Through the label of Pedro Chambel, we heard the music of Belgian composer Pierre Gerard on a split record Études released with Bruno Duplant. Consequently Gerard himself sent us a package, which landed here 17th January 2018. The CD architect (senufo editions # fifty) is packaged in a very attractive letterpress cover. All the white space and small fonts (in lower-case natch) tip you off to highly minimal contents. Cover image baffles. For some reason I thought it was a modernist light fitting hanging from a white ceiling. Now I think it might be some untipped cigarettes in a dispenser. This might be the reward for the listener, even if they do not smoke.

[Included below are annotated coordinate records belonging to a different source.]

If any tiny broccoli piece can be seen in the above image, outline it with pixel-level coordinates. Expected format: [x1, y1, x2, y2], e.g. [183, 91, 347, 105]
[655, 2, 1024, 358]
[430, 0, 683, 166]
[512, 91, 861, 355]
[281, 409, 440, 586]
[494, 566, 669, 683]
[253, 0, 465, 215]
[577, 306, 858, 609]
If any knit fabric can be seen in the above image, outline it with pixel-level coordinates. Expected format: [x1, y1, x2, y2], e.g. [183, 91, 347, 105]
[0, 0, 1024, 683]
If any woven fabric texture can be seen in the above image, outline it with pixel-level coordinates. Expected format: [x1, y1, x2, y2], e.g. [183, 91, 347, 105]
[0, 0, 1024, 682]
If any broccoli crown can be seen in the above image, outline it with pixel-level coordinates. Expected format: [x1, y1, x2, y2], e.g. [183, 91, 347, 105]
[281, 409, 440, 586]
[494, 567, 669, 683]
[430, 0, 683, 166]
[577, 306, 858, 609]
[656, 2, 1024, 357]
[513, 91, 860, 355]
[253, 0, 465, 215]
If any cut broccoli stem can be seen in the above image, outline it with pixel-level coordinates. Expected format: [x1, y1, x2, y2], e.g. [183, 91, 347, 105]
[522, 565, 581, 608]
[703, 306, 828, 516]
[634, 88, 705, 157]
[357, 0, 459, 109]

The three parts of architect are distinguished by unusual glyphs or symbols, which precede the subtitles; part one is ‘the mechanics’, part two is ‘the structure of a rock on a high mountain’, a situation which reminded me of the title of the last one we heard, ‘L’innocence a la verticale (sur la falaise)’. I was daunted by the possibility that “we have to climb a sheer rock face, like mountaineers, in order to understand or experience this music”. Today though not only is the music more approachable for some reason, but evidently Gerard’s concern is a more general one to do with space itself. The third part of architect is ‘the distance between the elements in a small forest area’. The whole work is intended as “studies on what surrounds us”, indicating an interest in the environment, “and which remains sometimes invisible”, indicating the metaphysical side to Gerard’s work. To navigate this space, Gerard’s plan on ‘the mechanics’ is to propose a 20-minute block of total silence, whose serene beauty is only occasionally interrupted by tiny fragments of sound, fragments which might have some basis in music. Low hums, creaks, imperceptible drones. We’re in the presence of a church organ played by the world’s most diffident and philosophical organist, who only communicates the melody of the hymn to us with two or three understated notes at a time. The congregation can do the rest.

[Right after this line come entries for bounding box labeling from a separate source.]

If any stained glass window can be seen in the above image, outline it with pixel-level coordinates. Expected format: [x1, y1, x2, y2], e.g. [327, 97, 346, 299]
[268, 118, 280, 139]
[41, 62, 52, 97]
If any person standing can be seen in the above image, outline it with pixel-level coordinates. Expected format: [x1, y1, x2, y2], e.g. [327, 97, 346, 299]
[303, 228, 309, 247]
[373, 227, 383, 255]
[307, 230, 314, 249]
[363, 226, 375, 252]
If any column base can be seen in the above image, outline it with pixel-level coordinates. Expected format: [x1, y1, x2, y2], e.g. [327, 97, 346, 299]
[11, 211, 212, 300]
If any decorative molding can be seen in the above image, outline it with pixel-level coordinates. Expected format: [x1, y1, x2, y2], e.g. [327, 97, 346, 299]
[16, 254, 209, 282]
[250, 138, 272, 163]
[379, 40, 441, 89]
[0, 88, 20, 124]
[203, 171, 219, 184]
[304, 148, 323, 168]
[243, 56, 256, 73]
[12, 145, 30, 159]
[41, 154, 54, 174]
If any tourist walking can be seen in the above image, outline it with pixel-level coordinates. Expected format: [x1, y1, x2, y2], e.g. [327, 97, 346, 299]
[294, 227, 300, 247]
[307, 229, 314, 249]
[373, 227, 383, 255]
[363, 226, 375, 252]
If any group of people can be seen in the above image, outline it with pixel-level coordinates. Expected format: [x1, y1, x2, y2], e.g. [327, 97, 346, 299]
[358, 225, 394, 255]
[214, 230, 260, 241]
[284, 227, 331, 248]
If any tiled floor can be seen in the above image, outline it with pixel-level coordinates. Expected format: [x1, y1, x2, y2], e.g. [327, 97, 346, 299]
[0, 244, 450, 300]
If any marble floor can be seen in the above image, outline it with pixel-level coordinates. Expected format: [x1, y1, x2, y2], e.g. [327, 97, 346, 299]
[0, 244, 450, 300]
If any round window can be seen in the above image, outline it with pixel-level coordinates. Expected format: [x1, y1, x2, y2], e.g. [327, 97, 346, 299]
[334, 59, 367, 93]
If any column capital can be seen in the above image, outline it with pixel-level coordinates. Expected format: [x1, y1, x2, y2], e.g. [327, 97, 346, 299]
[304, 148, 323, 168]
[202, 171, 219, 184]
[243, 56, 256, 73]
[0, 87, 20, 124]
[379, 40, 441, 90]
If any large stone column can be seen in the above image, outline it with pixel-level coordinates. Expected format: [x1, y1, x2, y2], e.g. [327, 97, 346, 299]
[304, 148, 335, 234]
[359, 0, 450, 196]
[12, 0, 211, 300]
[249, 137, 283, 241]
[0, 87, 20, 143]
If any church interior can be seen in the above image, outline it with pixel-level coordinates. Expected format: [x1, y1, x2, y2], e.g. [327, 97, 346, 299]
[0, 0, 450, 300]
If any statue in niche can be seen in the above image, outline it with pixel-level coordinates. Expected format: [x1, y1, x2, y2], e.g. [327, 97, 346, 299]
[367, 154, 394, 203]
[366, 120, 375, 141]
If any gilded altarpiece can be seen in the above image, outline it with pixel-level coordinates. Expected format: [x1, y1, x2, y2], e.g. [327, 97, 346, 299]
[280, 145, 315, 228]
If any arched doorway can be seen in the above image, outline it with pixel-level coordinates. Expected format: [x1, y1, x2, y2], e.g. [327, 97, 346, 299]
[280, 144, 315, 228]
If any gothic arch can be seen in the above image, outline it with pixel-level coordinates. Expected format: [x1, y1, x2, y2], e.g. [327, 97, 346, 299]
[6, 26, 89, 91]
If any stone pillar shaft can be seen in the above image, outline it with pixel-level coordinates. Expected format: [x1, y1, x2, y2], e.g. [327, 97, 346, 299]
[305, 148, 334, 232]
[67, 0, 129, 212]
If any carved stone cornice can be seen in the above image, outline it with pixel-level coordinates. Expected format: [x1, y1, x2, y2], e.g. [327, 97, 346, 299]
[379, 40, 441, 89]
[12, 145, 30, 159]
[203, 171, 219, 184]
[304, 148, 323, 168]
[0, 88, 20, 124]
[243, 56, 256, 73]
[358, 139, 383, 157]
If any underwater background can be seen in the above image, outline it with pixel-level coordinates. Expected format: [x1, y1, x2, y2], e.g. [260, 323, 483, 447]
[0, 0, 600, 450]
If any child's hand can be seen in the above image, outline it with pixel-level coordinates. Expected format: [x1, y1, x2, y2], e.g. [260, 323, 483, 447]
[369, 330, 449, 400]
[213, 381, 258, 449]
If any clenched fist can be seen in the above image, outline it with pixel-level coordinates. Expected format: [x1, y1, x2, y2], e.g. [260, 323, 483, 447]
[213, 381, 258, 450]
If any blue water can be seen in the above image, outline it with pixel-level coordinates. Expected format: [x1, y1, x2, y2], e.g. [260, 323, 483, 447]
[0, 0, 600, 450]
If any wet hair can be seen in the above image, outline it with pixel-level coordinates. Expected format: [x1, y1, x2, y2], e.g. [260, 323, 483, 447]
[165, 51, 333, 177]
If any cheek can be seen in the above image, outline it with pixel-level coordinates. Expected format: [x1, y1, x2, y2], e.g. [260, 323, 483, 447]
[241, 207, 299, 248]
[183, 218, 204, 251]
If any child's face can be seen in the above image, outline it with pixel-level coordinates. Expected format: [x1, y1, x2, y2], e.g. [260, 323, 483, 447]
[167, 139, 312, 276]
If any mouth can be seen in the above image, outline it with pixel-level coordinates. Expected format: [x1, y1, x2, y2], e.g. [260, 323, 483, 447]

‘the structure of a rock on a high mountain’ continues this theme, though with recognisably different elements. Fluttering as of butterfly wings, plucking strings, strange unidentifiable rustling. The occasional sharp cut-off effect which surfaces now and again reminds me that Pierre Gerard works in small samples of sound, which he assembles with great deliberation, releasing small microscopic atoms of compressed information into the ether. We need to have a long memory to “read” this music, assuming that is we are intended to put the fragments together. Maybe the intention is to show how everything in life is unknowable, occluded, mysterious in origin. At all events this “mountain” suite certainly delivers more in the way of incident and substance than part one.
Lastly, ten minutes of ‘the distance between the elements in a small forest area’. Near the start I heard a few precious moments of drone music that was simply beautiful – sounded like a plucked cello string along with a harmonium. But it vanishes almost instantly. I could happily have enjoyed a whole album of music like that, but Gerard’s plan is much more severe. Wait patiently and the next snippet of data may pass before us like a passing train (a very small train) in the middle of the night.

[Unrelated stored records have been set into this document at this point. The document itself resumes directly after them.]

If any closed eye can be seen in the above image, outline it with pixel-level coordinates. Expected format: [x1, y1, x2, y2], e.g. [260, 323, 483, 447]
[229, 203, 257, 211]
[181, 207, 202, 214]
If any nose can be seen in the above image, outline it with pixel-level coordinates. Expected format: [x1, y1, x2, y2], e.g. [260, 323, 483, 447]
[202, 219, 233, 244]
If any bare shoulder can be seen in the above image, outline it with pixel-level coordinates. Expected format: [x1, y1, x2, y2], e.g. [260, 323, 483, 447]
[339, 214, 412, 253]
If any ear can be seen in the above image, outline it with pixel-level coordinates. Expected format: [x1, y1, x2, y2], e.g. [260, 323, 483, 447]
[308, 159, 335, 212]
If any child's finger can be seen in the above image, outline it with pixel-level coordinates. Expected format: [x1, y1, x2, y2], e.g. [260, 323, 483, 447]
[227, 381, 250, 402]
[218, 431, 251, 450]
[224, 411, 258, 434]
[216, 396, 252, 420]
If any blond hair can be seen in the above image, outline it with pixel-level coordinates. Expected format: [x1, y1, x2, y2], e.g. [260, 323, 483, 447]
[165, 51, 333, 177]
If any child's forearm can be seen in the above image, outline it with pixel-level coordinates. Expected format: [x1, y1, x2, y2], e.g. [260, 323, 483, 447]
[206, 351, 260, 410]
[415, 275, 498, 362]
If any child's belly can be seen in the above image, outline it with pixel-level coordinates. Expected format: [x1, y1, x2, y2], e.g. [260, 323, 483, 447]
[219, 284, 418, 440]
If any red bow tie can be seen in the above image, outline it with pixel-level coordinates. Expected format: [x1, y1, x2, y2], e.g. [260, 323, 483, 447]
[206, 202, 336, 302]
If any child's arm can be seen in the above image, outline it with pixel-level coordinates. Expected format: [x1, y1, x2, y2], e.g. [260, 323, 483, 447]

As a philosophical contemplation of invisible things which surround us, this record invites the mind to speculate about it is that we might be missing as we go about our hum-drum lives, presumably rushing about too quickly to see anything and making too much noise to observe the real presence of these invisible things. They’re not supernatural beings at all, according to Gerard (I would guess); the fact he might see himself as an “architect” of this unseen space means that to him they are real, present, every bit as tangible as a concrete blockhouse or an elevated ring-road. All he has to do is reveal them. Perhaps compositions like this represent his attempts to create blueprints for our surroundings.